Friday 29 November 2013

Castaways 4

“Ese era su cueva, allí.” Said one of the lobstermen. That was his cave, there. And we rounded the last point from Puerto Inglés, into calmer water, and half-moon Cumberland Bay at the base of the three thousand foot flat-topped fine-misted volcanic peak that towered above it. Clinging precipitously to the tortuous jagged side of El Yangue Mountain, rising abruptly from the sea and almost lost in a sweep of eucalypts, guayabas, and chanta trees, appeared a cluster of wood and tin huts, crowding the narrow shore.
“San Juan Bautista.” Said the lobsterman. “Mi casa.” A few lobster boats nodded on their moorings. The rest of the town didn’t look any more awake.

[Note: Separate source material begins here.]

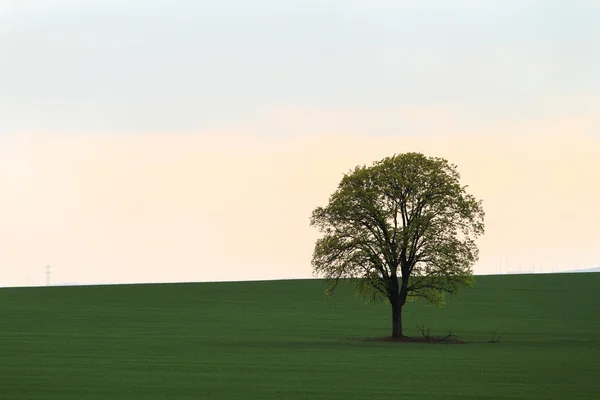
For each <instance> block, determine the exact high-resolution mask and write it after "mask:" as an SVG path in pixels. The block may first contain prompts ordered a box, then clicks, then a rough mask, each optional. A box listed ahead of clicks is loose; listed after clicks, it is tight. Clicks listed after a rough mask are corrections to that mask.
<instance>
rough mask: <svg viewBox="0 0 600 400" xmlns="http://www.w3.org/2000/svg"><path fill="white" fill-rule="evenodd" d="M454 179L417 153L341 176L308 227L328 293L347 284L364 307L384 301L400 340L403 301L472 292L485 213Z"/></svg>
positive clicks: (380, 163)
mask: <svg viewBox="0 0 600 400" xmlns="http://www.w3.org/2000/svg"><path fill="white" fill-rule="evenodd" d="M459 180H460V174H459V173H458V171H457V167H456V165H454V164H450V163H448V161H446V160H445V159H443V158H437V157H426V156H424V155H423V154H421V153H404V154H399V155H394V156H392V157H388V158H385V159H383V160H381V161H378V162H375V163H373V165H372V166H371V167H366V166H362V167H360V166H359V167H356V168H355V169H354V171H351V172H349V173H348V174H345V175H344V177H343V178H342V180H341V182H340V184H339V186H338V188H337V190H336V191H335V192H334V193H333V195H332V196H331V197H330V199H329V204H328V205H327V206H326V207H317V208H316V209H315V210H314V211H313V213H312V217H311V221H310V222H311V226H314V227H317V228H318V229H319V231H320V232H321V233H322V234H323V236H322V237H321V238H320V239H318V240H317V242H316V244H315V249H314V253H313V258H312V265H313V270H314V273H315V274H316V275H317V276H323V277H325V278H326V279H327V280H328V283H329V285H328V288H327V290H326V294H327V295H332V294H333V292H334V290H335V288H336V287H337V285H338V283H339V282H340V280H342V279H348V280H349V281H350V282H351V283H353V284H354V286H355V288H356V291H357V294H358V295H360V296H361V297H363V298H365V299H366V300H367V301H380V300H387V301H389V303H390V305H391V306H392V337H395V338H398V337H404V335H403V330H402V308H403V307H404V305H405V304H406V302H407V300H411V299H419V298H421V299H425V300H426V301H429V302H431V303H433V304H435V305H442V304H443V303H444V297H445V294H447V293H448V294H458V293H459V291H460V289H461V287H465V286H471V285H472V283H473V269H472V267H473V265H474V263H475V262H476V261H477V259H478V249H477V246H476V243H475V240H476V239H477V237H479V236H480V235H482V234H483V233H484V222H483V220H484V211H483V208H482V202H481V201H478V200H476V199H475V198H474V197H473V196H472V195H470V194H468V193H466V188H467V186H461V185H460V182H459Z"/></svg>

We landed outside time and space. The refugees had likely forgotten how and why they had come to this frontier of the spirit. The few that roamed the street moved at the pace of the bread rising for them at the bakery. They looked at us indifferently, almost like we weren’t really there, as we reached the rocky beachhead. The dirt roads were as deeply rutted as the faces of the lobstermen, and the only conveyances, other than the mail jeep, were the wheelbarrows. The few hundred inhabitants were neither rich nor poor. Their bungalows were weathered but tidy, with chimney pots and small yards and sparse gardens, and big leafy palm or fruit trees. There was a Catholic and Mormon and Evangelical church, as many shops of similar denominations, a primary school, and a red telephone box, the nerve centre and meeting place for young aspiring escapados. A big round rusted plate hung suspended below the hand painted red and white sign at the top of the two tall metal poles, in front of the town hall. Emergencia. I wondered what they would ever need it for. We were four hundred miles from the nearest medical care, and only way to get there had taken off hours ago.
She was waiting for us at the end of the pier. Dafne owned a small guesthouse at the eastern end of the village, over the water. Her wet suit said she was going diving. She told us she was going diving.
“Quieres una langosta para más tarde?” She asked. Did we want a lobster for later. Robyn’s eyes lit up the answer. We both said goodbye to the Spaniards, and Dafne took us along the shore to our cabaña. It had a kitchen with a gas stove, and a very large pot. Our carton of Santa Rita 120 wine from Santiago took its place alongside a box of custard powder on the only shelf. We were good.